Cleopatra herself elicits slightly more original handling from Falconer (although it should be pointed out that his writing on all his many characters is really quite good, a good deal better than virtually all other such novels on this subject, most certainly including the latest over-Loebed doorstop from Colleen McCullough), as in this little peroration in which she tries to spell out to Caesar just exactly how important she is:

As queen I hold the monopoly on all of this. It is the queen who tells the peasants how much to plant, and the products are pressed in my factories. All that oil is mine. It is Cleopatra's grain that feeds the Mediterranean, and the tax on wheat is twenty million bushels a year. And there is so much you haven't seen. My papyrus plants make paper for the whole world. I have a monopoly on wool, a quarter share on all fish and honey sold in Egypt, a third share of all the grapes. I have salt and natron pits. I have gold mines in the south. I take a twelve percent duty on all goods that go up the Nile...

You go, girl!

However, as good as Falconer's book is - and it's very good, good enough to be recommended here at Stevereads - it stays true to the golden ratio: it only gets one of its three main characters exactly right, and it's the one most writers reliably get wrong. Falconer's Marc Antony is a lowbrow brute you can't help but like, a foul-mouthed soldier who's nevertheless more honest than everybody around him.

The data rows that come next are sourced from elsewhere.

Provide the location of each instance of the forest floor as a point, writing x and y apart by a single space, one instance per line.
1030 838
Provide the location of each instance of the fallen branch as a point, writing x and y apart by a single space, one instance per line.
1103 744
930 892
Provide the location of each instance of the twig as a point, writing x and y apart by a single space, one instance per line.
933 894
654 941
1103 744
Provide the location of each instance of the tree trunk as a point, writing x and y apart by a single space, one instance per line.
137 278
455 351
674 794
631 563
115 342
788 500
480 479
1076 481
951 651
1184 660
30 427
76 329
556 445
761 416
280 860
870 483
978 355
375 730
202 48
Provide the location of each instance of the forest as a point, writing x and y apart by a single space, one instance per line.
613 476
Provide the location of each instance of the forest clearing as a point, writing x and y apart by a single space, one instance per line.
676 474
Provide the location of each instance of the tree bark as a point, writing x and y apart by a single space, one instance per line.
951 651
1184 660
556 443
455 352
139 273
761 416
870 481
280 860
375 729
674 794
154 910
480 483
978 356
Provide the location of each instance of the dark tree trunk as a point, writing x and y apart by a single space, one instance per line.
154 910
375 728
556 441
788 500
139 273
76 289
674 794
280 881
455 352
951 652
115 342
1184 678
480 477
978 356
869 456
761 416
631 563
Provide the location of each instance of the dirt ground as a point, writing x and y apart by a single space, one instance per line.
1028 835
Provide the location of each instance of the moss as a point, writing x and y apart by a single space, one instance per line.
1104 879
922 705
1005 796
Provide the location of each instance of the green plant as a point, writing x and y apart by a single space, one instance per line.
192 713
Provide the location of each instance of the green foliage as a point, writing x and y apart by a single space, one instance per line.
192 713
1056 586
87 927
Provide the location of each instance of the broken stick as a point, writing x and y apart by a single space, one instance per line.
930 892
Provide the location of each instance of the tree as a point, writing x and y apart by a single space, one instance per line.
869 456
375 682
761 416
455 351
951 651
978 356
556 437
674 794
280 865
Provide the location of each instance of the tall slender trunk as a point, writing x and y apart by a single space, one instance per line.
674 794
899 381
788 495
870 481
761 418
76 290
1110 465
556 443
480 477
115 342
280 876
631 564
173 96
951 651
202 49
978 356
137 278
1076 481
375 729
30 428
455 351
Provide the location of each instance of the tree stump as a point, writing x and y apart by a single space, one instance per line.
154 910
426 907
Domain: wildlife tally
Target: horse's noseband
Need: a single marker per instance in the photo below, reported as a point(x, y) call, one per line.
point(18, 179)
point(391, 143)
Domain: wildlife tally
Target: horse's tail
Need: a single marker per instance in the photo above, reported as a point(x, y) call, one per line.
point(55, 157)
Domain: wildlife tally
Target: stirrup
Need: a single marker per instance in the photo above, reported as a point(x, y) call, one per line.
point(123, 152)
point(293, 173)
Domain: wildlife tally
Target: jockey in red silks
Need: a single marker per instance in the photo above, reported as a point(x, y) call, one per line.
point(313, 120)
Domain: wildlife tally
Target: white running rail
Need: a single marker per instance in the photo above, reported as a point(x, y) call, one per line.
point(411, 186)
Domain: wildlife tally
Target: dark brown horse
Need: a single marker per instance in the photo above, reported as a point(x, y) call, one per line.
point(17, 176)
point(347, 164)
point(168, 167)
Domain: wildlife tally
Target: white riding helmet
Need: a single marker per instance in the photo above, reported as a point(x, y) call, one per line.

That honesty does him no good - in fact, it dooms him - but it's at least enjoyable to read. Falconer's Antony is worth the price of the book, as in this bath house scene, where he and Cicero catch sight of young Octavian (the future 'Augustus' of the known world) cavorting:

"Octavian," Cicero muttered.
Antony examined him critically. "Look at him. Bottom as hard as a camp bed. Talking of beds, they say his friend Maecenas has camped there overnight once or twice."
The boy jumped into the hot water and disappeared from sight.
"They say he's Julius' favorite," Cicero murmured. "One day he might be named as his heir."
"That little bitch? He would make a Consul a good wife, certainly. But I doubt he shall ever amount to anything. The first rain and he sickens like a wet cat."

Of course Antony - and all his allies, including Cleopatra - turn out to be drastically wrong about Octavian's staying power, but that's a large part of the fun of revisiting this story so regularly, isn't it? We all know how it ends. It's up to each author to take the material up and make something interesting out of it. Shakespeare of course created one of his most lush and over-ripe masterpieces. Shaw crafted a play in which he himself more or less shuts up, always a noteworthy occasion. And Colin Falconer has made a novel well worth your time.